Cette évolution du droit à l’environnement nous fait revenir à un fait fondamental : nous sommes aussi la nature. Avec pour preuve, les conséquences de l’industrialisation et du capitalisme sur l’environnement tout entier.
Dans ce sens, les œuvres de Minia Biabiany disent la connaissance et la conscience que nous devons exercer vis-à-vis de nos territoires. J’ai tué le papillon dans mon oreille est un dessin en terre de motifs de filets de pêche, surplombé de longs colliers. Les matières et les formes nous amènent à prêter attention aux endroits où l’on pose nos pas – plus généralement aux conséquences de nos actions. La terre s’effrite et se disperse vite. Plus loin, est disposé un bassin d’eau noire, référence aux pesticides utilisés pour traiter ce qui nous nourrit. En contradiction avec la terre aride disposée au sol, la vidéo Pawòl sé van est tournée dans une végétation humide et verdoyante. L’artiste y propose d’écouter les rythmes dans un coquillage ; de prêter attention aux choses et aux différentes strates du passé qu’elles portent en elles.

De manière générale, les œuvres d’art transmettent de manière poétique des informations et visions du monde.

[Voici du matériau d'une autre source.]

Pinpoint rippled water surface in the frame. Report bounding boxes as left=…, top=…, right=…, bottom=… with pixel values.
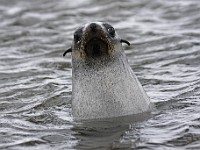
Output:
left=0, top=0, right=200, bottom=150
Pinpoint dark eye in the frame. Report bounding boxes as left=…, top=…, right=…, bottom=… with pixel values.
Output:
left=108, top=27, right=115, bottom=37
left=74, top=28, right=83, bottom=43
left=103, top=23, right=115, bottom=38
left=74, top=33, right=81, bottom=43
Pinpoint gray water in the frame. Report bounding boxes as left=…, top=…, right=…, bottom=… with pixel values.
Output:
left=0, top=0, right=200, bottom=150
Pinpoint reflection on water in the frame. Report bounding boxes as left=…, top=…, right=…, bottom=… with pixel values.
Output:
left=0, top=0, right=200, bottom=150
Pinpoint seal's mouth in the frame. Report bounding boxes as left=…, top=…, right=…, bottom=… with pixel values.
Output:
left=85, top=37, right=108, bottom=57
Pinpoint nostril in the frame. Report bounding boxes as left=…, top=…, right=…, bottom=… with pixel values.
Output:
left=90, top=23, right=97, bottom=32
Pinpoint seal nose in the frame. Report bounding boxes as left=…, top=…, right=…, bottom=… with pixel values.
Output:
left=90, top=23, right=97, bottom=32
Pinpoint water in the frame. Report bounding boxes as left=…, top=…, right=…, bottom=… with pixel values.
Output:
left=0, top=0, right=200, bottom=150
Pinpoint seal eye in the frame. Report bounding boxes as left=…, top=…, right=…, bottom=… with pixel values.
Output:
left=74, top=27, right=83, bottom=43
left=74, top=33, right=81, bottom=43
left=108, top=27, right=115, bottom=37
left=103, top=23, right=115, bottom=38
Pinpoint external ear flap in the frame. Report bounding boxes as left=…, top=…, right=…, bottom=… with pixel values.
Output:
left=120, top=39, right=131, bottom=46
left=63, top=48, right=72, bottom=57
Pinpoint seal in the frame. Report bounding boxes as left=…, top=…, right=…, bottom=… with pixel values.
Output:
left=63, top=22, right=151, bottom=120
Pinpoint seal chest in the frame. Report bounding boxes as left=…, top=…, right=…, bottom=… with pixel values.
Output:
left=64, top=22, right=151, bottom=120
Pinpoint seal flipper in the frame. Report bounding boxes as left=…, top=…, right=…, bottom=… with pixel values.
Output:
left=63, top=48, right=72, bottom=57
left=120, top=39, right=131, bottom=46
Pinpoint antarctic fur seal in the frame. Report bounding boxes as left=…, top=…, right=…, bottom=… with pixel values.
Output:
left=63, top=22, right=151, bottom=120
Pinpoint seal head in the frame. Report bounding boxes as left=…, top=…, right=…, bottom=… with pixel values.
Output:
left=63, top=22, right=151, bottom=120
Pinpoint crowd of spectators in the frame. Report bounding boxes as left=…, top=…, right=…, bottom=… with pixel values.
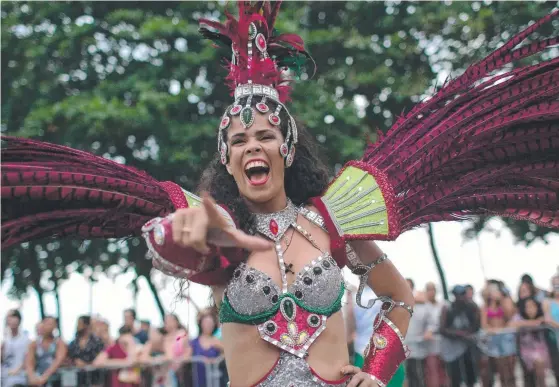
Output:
left=347, top=273, right=559, bottom=387
left=1, top=273, right=559, bottom=387
left=1, top=309, right=223, bottom=387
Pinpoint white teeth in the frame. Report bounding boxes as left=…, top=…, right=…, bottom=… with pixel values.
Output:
left=245, top=161, right=270, bottom=171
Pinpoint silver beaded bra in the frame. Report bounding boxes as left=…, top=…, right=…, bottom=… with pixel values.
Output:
left=220, top=201, right=345, bottom=357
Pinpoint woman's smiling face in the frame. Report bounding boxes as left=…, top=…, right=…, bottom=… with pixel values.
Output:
left=226, top=113, right=285, bottom=211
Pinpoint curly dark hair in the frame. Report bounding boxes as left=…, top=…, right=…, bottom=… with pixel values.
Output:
left=198, top=98, right=329, bottom=234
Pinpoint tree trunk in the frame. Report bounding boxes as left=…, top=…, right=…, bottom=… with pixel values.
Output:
left=33, top=285, right=46, bottom=320
left=427, top=223, right=449, bottom=301
left=144, top=275, right=165, bottom=319
left=53, top=281, right=62, bottom=337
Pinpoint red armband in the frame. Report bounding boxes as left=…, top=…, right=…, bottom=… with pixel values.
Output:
left=142, top=218, right=244, bottom=285
left=363, top=312, right=408, bottom=387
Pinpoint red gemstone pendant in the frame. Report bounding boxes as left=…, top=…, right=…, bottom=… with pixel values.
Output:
left=270, top=219, right=279, bottom=235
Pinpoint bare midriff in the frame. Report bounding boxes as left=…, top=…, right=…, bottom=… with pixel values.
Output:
left=222, top=311, right=349, bottom=387
left=213, top=216, right=349, bottom=387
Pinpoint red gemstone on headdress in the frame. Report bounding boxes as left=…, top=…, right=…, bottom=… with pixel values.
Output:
left=256, top=34, right=266, bottom=52
left=270, top=219, right=279, bottom=235
left=219, top=117, right=231, bottom=129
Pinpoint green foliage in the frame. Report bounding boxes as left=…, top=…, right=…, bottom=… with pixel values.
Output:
left=1, top=1, right=550, bottom=302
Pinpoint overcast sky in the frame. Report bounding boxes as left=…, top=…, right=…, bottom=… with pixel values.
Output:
left=0, top=220, right=559, bottom=340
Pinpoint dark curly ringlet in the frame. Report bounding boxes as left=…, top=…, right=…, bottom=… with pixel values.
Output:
left=198, top=97, right=329, bottom=234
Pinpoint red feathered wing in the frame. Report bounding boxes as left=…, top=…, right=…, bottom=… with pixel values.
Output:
left=1, top=136, right=186, bottom=249
left=362, top=11, right=559, bottom=235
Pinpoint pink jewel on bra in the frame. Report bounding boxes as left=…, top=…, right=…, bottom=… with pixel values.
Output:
left=258, top=297, right=327, bottom=358
left=270, top=219, right=279, bottom=235
left=280, top=142, right=289, bottom=157
left=231, top=105, right=243, bottom=116
left=256, top=102, right=270, bottom=113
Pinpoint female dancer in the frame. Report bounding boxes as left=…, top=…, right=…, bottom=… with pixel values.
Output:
left=2, top=1, right=559, bottom=387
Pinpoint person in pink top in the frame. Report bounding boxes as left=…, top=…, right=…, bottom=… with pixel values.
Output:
left=93, top=326, right=140, bottom=387
left=509, top=297, right=551, bottom=387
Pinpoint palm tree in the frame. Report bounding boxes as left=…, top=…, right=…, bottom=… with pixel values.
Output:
left=427, top=223, right=449, bottom=301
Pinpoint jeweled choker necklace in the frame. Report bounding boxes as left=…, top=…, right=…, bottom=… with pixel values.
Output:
left=254, top=198, right=299, bottom=294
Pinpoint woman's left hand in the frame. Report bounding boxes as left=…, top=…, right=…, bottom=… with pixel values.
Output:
left=342, top=365, right=378, bottom=387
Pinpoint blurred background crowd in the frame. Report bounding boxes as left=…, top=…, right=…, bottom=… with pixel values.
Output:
left=1, top=309, right=226, bottom=387
left=346, top=272, right=559, bottom=387
left=2, top=273, right=559, bottom=387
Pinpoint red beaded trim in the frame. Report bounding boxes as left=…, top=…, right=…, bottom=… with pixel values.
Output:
left=363, top=315, right=407, bottom=384
left=161, top=181, right=188, bottom=212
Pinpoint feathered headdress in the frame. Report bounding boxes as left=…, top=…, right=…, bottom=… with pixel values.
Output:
left=200, top=1, right=315, bottom=166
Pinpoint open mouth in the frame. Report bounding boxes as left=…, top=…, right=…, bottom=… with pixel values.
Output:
left=245, top=160, right=270, bottom=185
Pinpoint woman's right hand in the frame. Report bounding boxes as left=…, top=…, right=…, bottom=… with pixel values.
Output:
left=172, top=195, right=273, bottom=255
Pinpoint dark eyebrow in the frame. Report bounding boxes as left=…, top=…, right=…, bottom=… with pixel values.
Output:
left=231, top=128, right=276, bottom=140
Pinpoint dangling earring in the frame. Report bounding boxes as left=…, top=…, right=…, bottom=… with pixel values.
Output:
left=285, top=144, right=295, bottom=168
left=217, top=110, right=231, bottom=165
left=219, top=141, right=227, bottom=165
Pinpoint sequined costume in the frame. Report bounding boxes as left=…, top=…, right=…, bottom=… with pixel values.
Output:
left=1, top=1, right=559, bottom=387
left=219, top=201, right=348, bottom=387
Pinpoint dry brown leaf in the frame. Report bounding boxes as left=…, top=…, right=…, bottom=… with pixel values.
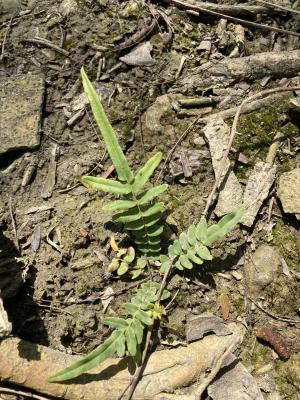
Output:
left=218, top=292, right=230, bottom=321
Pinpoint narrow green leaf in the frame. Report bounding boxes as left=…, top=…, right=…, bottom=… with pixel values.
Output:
left=143, top=203, right=164, bottom=217
left=102, top=200, right=136, bottom=211
left=113, top=207, right=142, bottom=224
left=125, top=326, right=137, bottom=356
left=80, top=67, right=133, bottom=182
left=124, top=247, right=135, bottom=263
left=195, top=244, right=212, bottom=261
left=48, top=330, right=124, bottom=382
left=81, top=176, right=131, bottom=194
left=179, top=232, right=189, bottom=250
left=102, top=317, right=128, bottom=329
left=187, top=225, right=197, bottom=246
left=123, top=303, right=139, bottom=315
left=187, top=249, right=203, bottom=265
left=179, top=254, right=193, bottom=269
left=137, top=183, right=168, bottom=205
left=136, top=310, right=153, bottom=326
left=116, top=334, right=126, bottom=357
left=117, top=261, right=128, bottom=276
left=203, top=206, right=245, bottom=246
left=174, top=260, right=184, bottom=271
left=126, top=212, right=161, bottom=231
left=131, top=318, right=144, bottom=344
left=132, top=153, right=162, bottom=193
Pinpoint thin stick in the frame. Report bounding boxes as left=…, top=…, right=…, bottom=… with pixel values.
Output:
left=0, top=16, right=14, bottom=61
left=155, top=114, right=202, bottom=183
left=202, top=86, right=300, bottom=216
left=164, top=0, right=300, bottom=37
left=255, top=0, right=300, bottom=14
left=195, top=340, right=238, bottom=400
left=22, top=36, right=70, bottom=57
left=123, top=258, right=174, bottom=400
left=8, top=196, right=20, bottom=251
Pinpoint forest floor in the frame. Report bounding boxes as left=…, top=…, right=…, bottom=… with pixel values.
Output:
left=0, top=0, right=300, bottom=400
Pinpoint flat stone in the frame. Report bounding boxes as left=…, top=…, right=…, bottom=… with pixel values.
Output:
left=278, top=168, right=300, bottom=219
left=0, top=75, right=45, bottom=155
left=245, top=244, right=281, bottom=297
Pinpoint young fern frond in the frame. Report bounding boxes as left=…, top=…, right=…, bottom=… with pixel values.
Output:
left=160, top=207, right=245, bottom=272
left=48, top=282, right=170, bottom=382
left=81, top=68, right=168, bottom=257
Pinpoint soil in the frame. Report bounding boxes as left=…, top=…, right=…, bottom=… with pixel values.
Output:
left=0, top=0, right=300, bottom=399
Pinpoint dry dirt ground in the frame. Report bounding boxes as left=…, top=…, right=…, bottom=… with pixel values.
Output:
left=0, top=0, right=300, bottom=399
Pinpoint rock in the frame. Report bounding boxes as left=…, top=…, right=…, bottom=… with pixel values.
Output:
left=241, top=161, right=276, bottom=227
left=0, top=75, right=45, bottom=155
left=245, top=244, right=281, bottom=296
left=278, top=168, right=300, bottom=219
left=0, top=0, right=21, bottom=14
left=203, top=118, right=243, bottom=217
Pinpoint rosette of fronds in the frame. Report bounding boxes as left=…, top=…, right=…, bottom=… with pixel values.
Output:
left=81, top=68, right=168, bottom=257
left=160, top=206, right=245, bottom=272
left=48, top=282, right=170, bottom=382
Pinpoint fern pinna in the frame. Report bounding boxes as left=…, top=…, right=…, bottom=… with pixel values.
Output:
left=48, top=282, right=170, bottom=382
left=160, top=206, right=245, bottom=272
left=81, top=68, right=168, bottom=257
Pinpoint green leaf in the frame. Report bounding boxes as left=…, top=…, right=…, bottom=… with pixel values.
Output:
left=102, top=317, right=128, bottom=329
left=203, top=206, right=245, bottom=246
left=81, top=176, right=130, bottom=194
left=102, top=200, right=136, bottom=211
left=80, top=67, right=133, bottom=182
left=137, top=183, right=168, bottom=205
left=132, top=153, right=162, bottom=193
left=130, top=269, right=143, bottom=280
left=179, top=232, right=189, bottom=250
left=125, top=326, right=137, bottom=356
left=195, top=245, right=212, bottom=261
left=179, top=254, right=193, bottom=269
left=187, top=225, right=197, bottom=246
left=116, top=334, right=126, bottom=357
left=187, top=249, right=203, bottom=265
left=113, top=207, right=142, bottom=224
left=123, top=303, right=139, bottom=315
left=117, top=261, right=128, bottom=276
left=107, top=258, right=120, bottom=272
left=48, top=330, right=124, bottom=382
left=143, top=203, right=164, bottom=217
left=196, top=217, right=207, bottom=242
left=124, top=247, right=135, bottom=263
left=131, top=319, right=144, bottom=344
left=174, top=260, right=183, bottom=271
left=135, top=310, right=153, bottom=325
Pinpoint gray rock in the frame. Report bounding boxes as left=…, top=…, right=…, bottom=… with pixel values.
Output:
left=278, top=168, right=300, bottom=219
left=0, top=0, right=21, bottom=15
left=0, top=75, right=45, bottom=155
left=245, top=244, right=281, bottom=296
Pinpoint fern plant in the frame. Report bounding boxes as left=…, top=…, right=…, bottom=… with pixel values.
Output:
left=48, top=282, right=170, bottom=382
left=160, top=206, right=245, bottom=273
left=81, top=68, right=168, bottom=257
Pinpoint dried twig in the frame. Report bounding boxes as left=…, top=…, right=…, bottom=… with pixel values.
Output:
left=22, top=36, right=70, bottom=57
left=165, top=0, right=300, bottom=37
left=202, top=86, right=300, bottom=216
left=255, top=0, right=300, bottom=14
left=156, top=114, right=202, bottom=182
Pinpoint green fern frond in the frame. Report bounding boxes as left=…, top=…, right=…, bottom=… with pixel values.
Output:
left=81, top=69, right=168, bottom=256
left=165, top=207, right=245, bottom=272
left=48, top=282, right=170, bottom=382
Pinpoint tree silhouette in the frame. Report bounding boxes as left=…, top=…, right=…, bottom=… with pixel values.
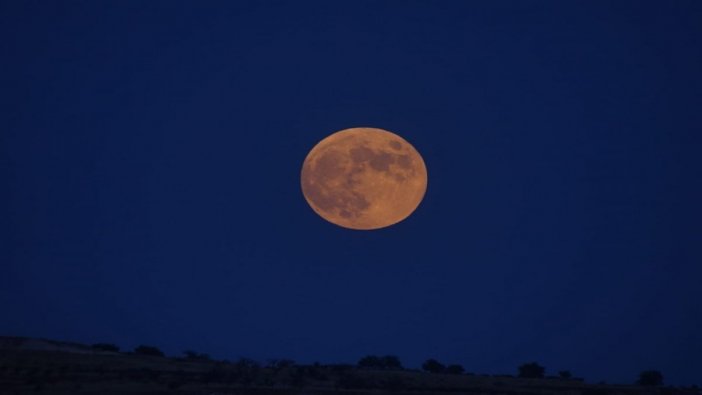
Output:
left=422, top=358, right=446, bottom=373
left=636, top=370, right=663, bottom=387
left=134, top=344, right=164, bottom=357
left=519, top=362, right=546, bottom=379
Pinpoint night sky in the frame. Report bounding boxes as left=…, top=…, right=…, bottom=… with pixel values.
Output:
left=0, top=0, right=702, bottom=385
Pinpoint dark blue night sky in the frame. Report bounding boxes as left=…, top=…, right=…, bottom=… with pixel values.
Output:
left=0, top=0, right=702, bottom=385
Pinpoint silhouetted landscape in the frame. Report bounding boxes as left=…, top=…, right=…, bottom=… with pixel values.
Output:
left=0, top=337, right=700, bottom=395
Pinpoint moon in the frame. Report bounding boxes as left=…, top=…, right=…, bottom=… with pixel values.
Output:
left=300, top=127, right=427, bottom=230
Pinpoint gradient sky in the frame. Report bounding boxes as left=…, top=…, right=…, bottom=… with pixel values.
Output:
left=0, top=0, right=702, bottom=385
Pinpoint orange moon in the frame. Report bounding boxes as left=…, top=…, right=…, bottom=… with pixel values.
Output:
left=300, top=128, right=427, bottom=230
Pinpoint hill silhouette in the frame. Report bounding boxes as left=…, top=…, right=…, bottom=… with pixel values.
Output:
left=0, top=337, right=700, bottom=395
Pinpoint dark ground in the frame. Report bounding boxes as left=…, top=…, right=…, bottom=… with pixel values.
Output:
left=0, top=337, right=700, bottom=395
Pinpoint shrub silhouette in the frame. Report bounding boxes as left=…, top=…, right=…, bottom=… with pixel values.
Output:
left=519, top=362, right=546, bottom=379
left=636, top=370, right=663, bottom=387
left=92, top=343, right=119, bottom=352
left=134, top=345, right=164, bottom=357
left=422, top=358, right=446, bottom=373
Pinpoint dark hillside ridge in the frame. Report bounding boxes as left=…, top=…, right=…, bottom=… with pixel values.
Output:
left=0, top=337, right=700, bottom=395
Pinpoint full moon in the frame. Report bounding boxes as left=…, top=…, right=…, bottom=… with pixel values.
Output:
left=301, top=128, right=427, bottom=230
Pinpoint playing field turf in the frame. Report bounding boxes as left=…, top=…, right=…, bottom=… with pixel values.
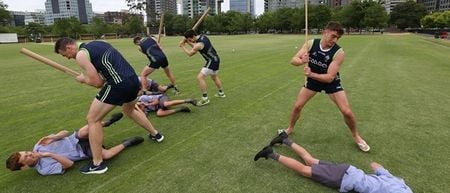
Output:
left=0, top=34, right=450, bottom=193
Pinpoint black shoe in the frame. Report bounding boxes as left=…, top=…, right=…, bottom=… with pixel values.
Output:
left=270, top=132, right=289, bottom=146
left=253, top=146, right=273, bottom=161
left=185, top=99, right=197, bottom=106
left=103, top=113, right=123, bottom=127
left=180, top=106, right=191, bottom=113
left=148, top=132, right=164, bottom=143
left=80, top=160, right=108, bottom=174
left=167, top=84, right=175, bottom=89
left=122, top=136, right=144, bottom=147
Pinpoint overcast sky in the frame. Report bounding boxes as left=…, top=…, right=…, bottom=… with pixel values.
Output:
left=0, top=0, right=264, bottom=15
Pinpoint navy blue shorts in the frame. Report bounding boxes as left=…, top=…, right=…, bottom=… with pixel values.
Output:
left=311, top=161, right=350, bottom=188
left=158, top=94, right=169, bottom=110
left=304, top=78, right=344, bottom=94
left=147, top=80, right=159, bottom=92
left=148, top=58, right=169, bottom=69
left=95, top=76, right=141, bottom=106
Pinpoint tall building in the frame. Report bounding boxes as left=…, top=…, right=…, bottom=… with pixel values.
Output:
left=264, top=0, right=326, bottom=12
left=384, top=0, right=407, bottom=14
left=9, top=11, right=44, bottom=26
left=181, top=0, right=223, bottom=18
left=147, top=0, right=177, bottom=23
left=45, top=0, right=94, bottom=25
left=417, top=0, right=450, bottom=12
left=230, top=0, right=255, bottom=16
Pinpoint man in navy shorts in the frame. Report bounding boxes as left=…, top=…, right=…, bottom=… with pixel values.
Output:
left=284, top=22, right=370, bottom=152
left=55, top=38, right=164, bottom=174
left=133, top=36, right=180, bottom=94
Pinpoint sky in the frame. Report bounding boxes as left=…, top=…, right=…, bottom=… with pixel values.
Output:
left=0, top=0, right=264, bottom=15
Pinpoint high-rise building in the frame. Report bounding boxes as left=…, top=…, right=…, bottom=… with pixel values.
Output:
left=9, top=11, right=44, bottom=26
left=45, top=0, right=94, bottom=25
left=147, top=0, right=177, bottom=23
left=181, top=0, right=223, bottom=18
left=264, top=0, right=331, bottom=12
left=417, top=0, right=450, bottom=12
left=230, top=0, right=255, bottom=16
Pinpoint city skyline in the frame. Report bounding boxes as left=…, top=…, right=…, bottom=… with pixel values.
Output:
left=0, top=0, right=264, bottom=15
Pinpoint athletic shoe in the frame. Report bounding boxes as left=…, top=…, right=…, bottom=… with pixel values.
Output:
left=180, top=106, right=191, bottom=113
left=270, top=132, right=288, bottom=146
left=185, top=99, right=197, bottom=106
left=253, top=146, right=273, bottom=161
left=148, top=132, right=164, bottom=143
left=167, top=84, right=175, bottom=89
left=80, top=160, right=108, bottom=174
left=214, top=92, right=227, bottom=98
left=277, top=129, right=286, bottom=135
left=357, top=140, right=370, bottom=152
left=122, top=136, right=144, bottom=147
left=197, top=99, right=209, bottom=106
left=103, top=113, right=123, bottom=127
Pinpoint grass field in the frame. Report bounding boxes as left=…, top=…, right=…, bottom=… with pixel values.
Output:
left=0, top=34, right=450, bottom=193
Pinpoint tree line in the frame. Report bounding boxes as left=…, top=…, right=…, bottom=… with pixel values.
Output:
left=0, top=1, right=450, bottom=38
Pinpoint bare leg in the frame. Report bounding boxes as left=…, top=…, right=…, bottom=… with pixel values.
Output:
left=102, top=144, right=125, bottom=160
left=86, top=99, right=115, bottom=165
left=164, top=100, right=186, bottom=107
left=122, top=100, right=158, bottom=136
left=163, top=67, right=177, bottom=86
left=140, top=66, right=155, bottom=90
left=156, top=109, right=178, bottom=117
left=197, top=72, right=207, bottom=94
left=286, top=87, right=316, bottom=134
left=291, top=143, right=319, bottom=166
left=329, top=91, right=364, bottom=146
left=211, top=75, right=222, bottom=89
left=278, top=155, right=312, bottom=178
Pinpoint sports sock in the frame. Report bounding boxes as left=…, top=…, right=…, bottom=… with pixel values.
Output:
left=267, top=152, right=280, bottom=161
left=283, top=137, right=294, bottom=147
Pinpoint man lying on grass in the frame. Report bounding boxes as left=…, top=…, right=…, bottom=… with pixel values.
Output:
left=6, top=113, right=144, bottom=175
left=254, top=132, right=412, bottom=193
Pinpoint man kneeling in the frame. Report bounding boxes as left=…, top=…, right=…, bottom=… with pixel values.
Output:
left=6, top=113, right=144, bottom=175
left=136, top=94, right=197, bottom=117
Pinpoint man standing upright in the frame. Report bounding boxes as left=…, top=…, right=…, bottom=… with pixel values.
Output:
left=180, top=30, right=226, bottom=106
left=279, top=22, right=370, bottom=152
left=55, top=38, right=164, bottom=174
left=133, top=37, right=180, bottom=94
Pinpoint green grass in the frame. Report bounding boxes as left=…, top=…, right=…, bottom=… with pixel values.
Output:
left=0, top=35, right=450, bottom=193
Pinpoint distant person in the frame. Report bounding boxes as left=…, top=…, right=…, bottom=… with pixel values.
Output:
left=179, top=30, right=226, bottom=106
left=139, top=77, right=174, bottom=95
left=6, top=113, right=144, bottom=175
left=254, top=133, right=412, bottom=193
left=55, top=38, right=164, bottom=174
left=284, top=22, right=370, bottom=152
left=136, top=94, right=197, bottom=117
left=133, top=36, right=180, bottom=94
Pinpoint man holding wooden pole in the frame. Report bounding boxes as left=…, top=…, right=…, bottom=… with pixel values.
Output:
left=179, top=8, right=226, bottom=106
left=133, top=11, right=180, bottom=94
left=55, top=38, right=164, bottom=174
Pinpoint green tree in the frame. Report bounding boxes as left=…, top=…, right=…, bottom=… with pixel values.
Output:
left=390, top=0, right=427, bottom=30
left=25, top=22, right=46, bottom=39
left=339, top=1, right=364, bottom=32
left=308, top=5, right=331, bottom=29
left=362, top=2, right=388, bottom=29
left=87, top=17, right=110, bottom=38
left=0, top=1, right=11, bottom=26
left=53, top=17, right=85, bottom=39
left=256, top=12, right=275, bottom=33
left=125, top=15, right=145, bottom=35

Sans citer ici toutes les pièces présentées dans l’exposition – car si chacune mérite qu’on s’y attarde précisément, la variété des œuvres permettra à chacun·e de sélectionner celles avec lesquelles émerge une affinité – on comprend qu’elles partagent toutes une volonté de mémoire, de transmission et de réparation.
De même que le monde juridique qui reconnaît peu à peu les cours d’eau ou les forêts comme entités porteuses de droits, l’art participe à cette évolution en faisant ressurgir des liens sensibles et des histoires souterraines.